VR games often have to tow a fine balance. Moving in 3D space with a stick -based movement is a way to cause motion disease for many players, so most VR games are designed in a way that takes into account the movement based on point and teleport, as well as movement based on poles. But after a demo, which contained a lot of running, jumping and platform, I am pleased to say that I did not feel that I feel the experience from the bottom, downstairs, sometimes I feel in VR.
Most of the demo versions I played focused on the platform; On a wall scale and I caught on shelves, like during climbing or horizon: Call of the Mountain. In combination with sprint, jump and even jumping between the holders while climbing, the movement here was surprisingly glossy and vigorous. Soon I felt like an acrobatic action star withdraws from the types of acrobatics that only Tom Cruise could achieve. Many times in my demonstration version I almost threw myself on a jump, but I managed to catch the shelf over time, swaying in a way that seemed much more real and natural than I could imagine in VR.
Moreso than any nice set of action or sneaking, this kind of compact details-hugging the shelf just in time, saving from falling to some extermination-helps free yourself from habitual feeling, as VR games can have. In sections where I wasn’t so lucky and finished the replays several times, I skip jumps each time and go from point A to B in novel ways. I love to find ways to maximize the tools in my set of tools to improve my movement in every game I play, but this type of drive is rarely satisfied in VR. Reach answered this question in Piki.

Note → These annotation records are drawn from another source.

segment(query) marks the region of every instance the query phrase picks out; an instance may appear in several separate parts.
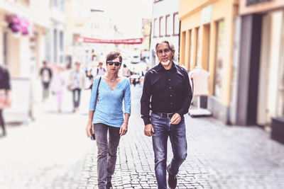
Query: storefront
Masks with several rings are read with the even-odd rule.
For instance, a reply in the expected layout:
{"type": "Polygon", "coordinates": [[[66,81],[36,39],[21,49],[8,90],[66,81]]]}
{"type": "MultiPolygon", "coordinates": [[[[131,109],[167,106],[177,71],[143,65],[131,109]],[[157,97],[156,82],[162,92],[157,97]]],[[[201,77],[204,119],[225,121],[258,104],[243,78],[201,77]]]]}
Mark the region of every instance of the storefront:
{"type": "Polygon", "coordinates": [[[236,122],[271,126],[272,137],[284,142],[284,1],[241,0],[239,11],[236,122]]]}
{"type": "Polygon", "coordinates": [[[191,71],[209,71],[207,108],[226,123],[229,120],[234,17],[234,0],[180,1],[180,64],[191,71]],[[224,11],[226,10],[226,11],[224,11]]]}

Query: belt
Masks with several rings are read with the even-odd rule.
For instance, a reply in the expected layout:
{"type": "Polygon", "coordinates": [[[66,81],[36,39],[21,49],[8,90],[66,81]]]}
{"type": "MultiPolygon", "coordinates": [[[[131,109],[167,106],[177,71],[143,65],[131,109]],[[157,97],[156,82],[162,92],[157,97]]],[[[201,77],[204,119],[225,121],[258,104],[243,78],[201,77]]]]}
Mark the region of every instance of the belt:
{"type": "Polygon", "coordinates": [[[154,114],[156,114],[160,117],[163,117],[163,118],[170,118],[173,117],[173,115],[174,115],[174,114],[175,113],[153,113],[154,114]]]}

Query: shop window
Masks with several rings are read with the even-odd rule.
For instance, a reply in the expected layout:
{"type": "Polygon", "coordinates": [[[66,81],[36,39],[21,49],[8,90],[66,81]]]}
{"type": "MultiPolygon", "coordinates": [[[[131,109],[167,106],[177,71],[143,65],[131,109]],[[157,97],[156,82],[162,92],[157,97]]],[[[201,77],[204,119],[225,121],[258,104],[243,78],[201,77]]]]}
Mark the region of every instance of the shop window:
{"type": "Polygon", "coordinates": [[[214,94],[221,98],[222,70],[224,67],[224,22],[220,21],[217,23],[217,43],[216,43],[216,62],[214,73],[214,94]]]}
{"type": "Polygon", "coordinates": [[[157,18],[154,18],[154,22],[153,22],[153,37],[154,38],[157,38],[157,31],[158,30],[158,25],[157,24],[157,18]]]}
{"type": "Polygon", "coordinates": [[[176,36],[180,33],[180,20],[178,19],[178,12],[173,13],[173,35],[176,36]]]}
{"type": "Polygon", "coordinates": [[[162,38],[165,35],[165,19],[163,16],[160,17],[159,19],[159,37],[162,38]]]}
{"type": "Polygon", "coordinates": [[[8,32],[3,33],[3,63],[8,65],[8,32]]]}
{"type": "Polygon", "coordinates": [[[168,14],[165,16],[165,37],[169,37],[170,36],[170,31],[172,30],[172,24],[170,23],[170,15],[168,14]]]}
{"type": "Polygon", "coordinates": [[[63,32],[60,33],[60,51],[63,51],[63,32]]]}
{"type": "Polygon", "coordinates": [[[193,48],[192,48],[192,30],[190,30],[189,31],[188,31],[188,34],[189,34],[189,36],[188,36],[188,38],[190,38],[189,39],[189,42],[190,42],[190,43],[188,44],[188,45],[189,45],[189,47],[188,47],[188,52],[187,52],[187,53],[188,53],[189,54],[189,55],[188,55],[188,59],[189,59],[189,60],[188,60],[188,62],[190,62],[190,64],[188,65],[188,69],[190,69],[190,64],[191,64],[191,59],[192,58],[192,55],[193,55],[193,48]]]}
{"type": "Polygon", "coordinates": [[[154,1],[153,3],[156,4],[158,2],[162,1],[163,0],[153,0],[153,1],[154,1]]]}

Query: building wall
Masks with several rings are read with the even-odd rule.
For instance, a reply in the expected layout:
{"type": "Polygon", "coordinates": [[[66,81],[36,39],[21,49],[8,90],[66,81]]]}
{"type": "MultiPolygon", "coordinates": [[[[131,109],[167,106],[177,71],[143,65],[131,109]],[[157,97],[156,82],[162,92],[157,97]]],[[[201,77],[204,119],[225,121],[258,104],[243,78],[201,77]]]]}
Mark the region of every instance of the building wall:
{"type": "Polygon", "coordinates": [[[227,122],[231,101],[234,21],[237,15],[238,4],[233,0],[180,0],[180,62],[189,70],[202,66],[209,72],[209,91],[212,99],[208,101],[208,108],[212,108],[214,116],[227,122]],[[219,42],[217,29],[220,21],[224,22],[222,24],[224,38],[222,55],[217,56],[216,52],[219,42]],[[219,71],[221,91],[217,96],[214,81],[218,57],[222,59],[223,64],[219,71]],[[215,105],[211,105],[210,102],[215,105]],[[217,106],[222,107],[220,108],[222,110],[216,108],[217,106]]]}
{"type": "Polygon", "coordinates": [[[158,64],[158,59],[155,55],[155,47],[158,42],[168,40],[175,46],[175,53],[174,61],[178,63],[179,59],[179,28],[178,20],[179,1],[171,0],[162,0],[153,3],[152,15],[152,29],[150,42],[150,62],[151,67],[158,64]],[[175,23],[175,32],[173,32],[174,16],[176,21],[175,23]],[[167,17],[167,18],[165,18],[167,17]],[[162,18],[160,25],[160,18],[162,18]],[[165,35],[165,19],[169,19],[167,24],[168,35],[165,35]],[[160,35],[160,33],[161,35],[160,35]]]}
{"type": "Polygon", "coordinates": [[[284,1],[267,1],[251,6],[246,6],[247,0],[240,0],[239,13],[241,15],[249,13],[263,13],[268,11],[278,10],[284,7],[284,1]]]}

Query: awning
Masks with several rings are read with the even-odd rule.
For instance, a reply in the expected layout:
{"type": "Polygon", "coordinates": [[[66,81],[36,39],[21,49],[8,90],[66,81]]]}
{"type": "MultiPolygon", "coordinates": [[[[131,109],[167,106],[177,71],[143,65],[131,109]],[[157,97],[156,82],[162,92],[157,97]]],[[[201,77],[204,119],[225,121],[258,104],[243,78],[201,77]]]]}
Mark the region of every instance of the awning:
{"type": "Polygon", "coordinates": [[[95,39],[78,36],[76,38],[77,42],[89,42],[89,43],[111,43],[111,44],[142,44],[143,38],[124,39],[124,40],[105,40],[95,39]]]}

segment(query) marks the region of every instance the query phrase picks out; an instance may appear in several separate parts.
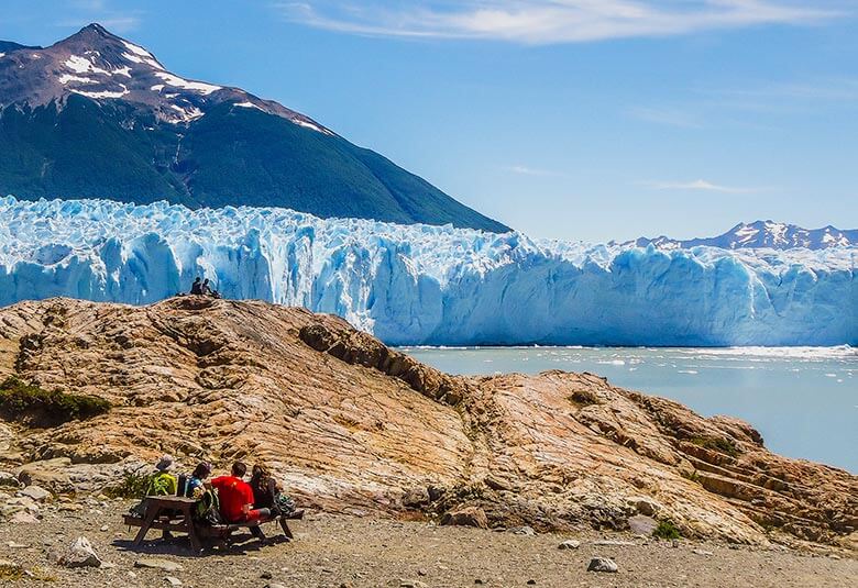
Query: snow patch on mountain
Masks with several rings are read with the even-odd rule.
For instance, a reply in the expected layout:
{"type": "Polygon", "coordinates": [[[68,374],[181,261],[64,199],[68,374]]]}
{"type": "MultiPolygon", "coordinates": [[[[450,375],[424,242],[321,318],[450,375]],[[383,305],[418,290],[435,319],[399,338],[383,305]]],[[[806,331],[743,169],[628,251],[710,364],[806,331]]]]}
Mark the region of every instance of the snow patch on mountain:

However, visiting the first level of REACH did not work and climbed. I gave up a handful of shootings with general boys from the militia when I was walking to save hostages. There is an arc with unlimited ammunition attached to your shoulder. With the very range above your arm you can break away from enemies from a safe and sound distance before climbing, jumping or running to the place where you need. Although the section I saw did not really focus on hiding, I ran a weapon on what was probably supposed to be a segment of hiding in the office space.
It seemed that there was a system of warning the enemy, although before I realized what this little bubble meant above the heads of my goals, an arrow intended for the chest of my last enemy whistled my bows. Then there were a few shootings, although they did not ask me to move in a closed space in the same way. Instead, they adopted the shape of more established meetings of the shooting gallery, as you can find in many other VR games with weapons. Evil guys jumped out of shutters and steel on balconies, with comfortably placed pistols littering the level to grab and unload.

They were much less fun and intriguing than this episode of Stealth. As he tells you that everyone who has even spent some time in VR, many VR games make their bones in these shooting galleries – at this point they have almost a decade. So the transition from a more open, interactive project to a handful of moments that I have already seen in a few other VR shooters was quite disappointing. But after I cleaned them, I returned to the platform, discovering the shelves from which my victims fell off.
After the last shooting, everything was escalating. The helicopter began to shoot me when I climbed to safety after the truck drove and rested the gate, allowing me to blow up a high wall. This compact additional shock of danger and tension, and the exploding walls and ceilings fell behind me, when the helicopter locked up in my location, he set off at the last moment of platform madness.

The first level of REACH was the most amusing I had in VR for months, a restricted way to end such a demo. I can’t wait to see the rest of what NDREAMS is cooking when ultimately released later this year on Meta Quest 3, PlayStation VR2 and Steamvr.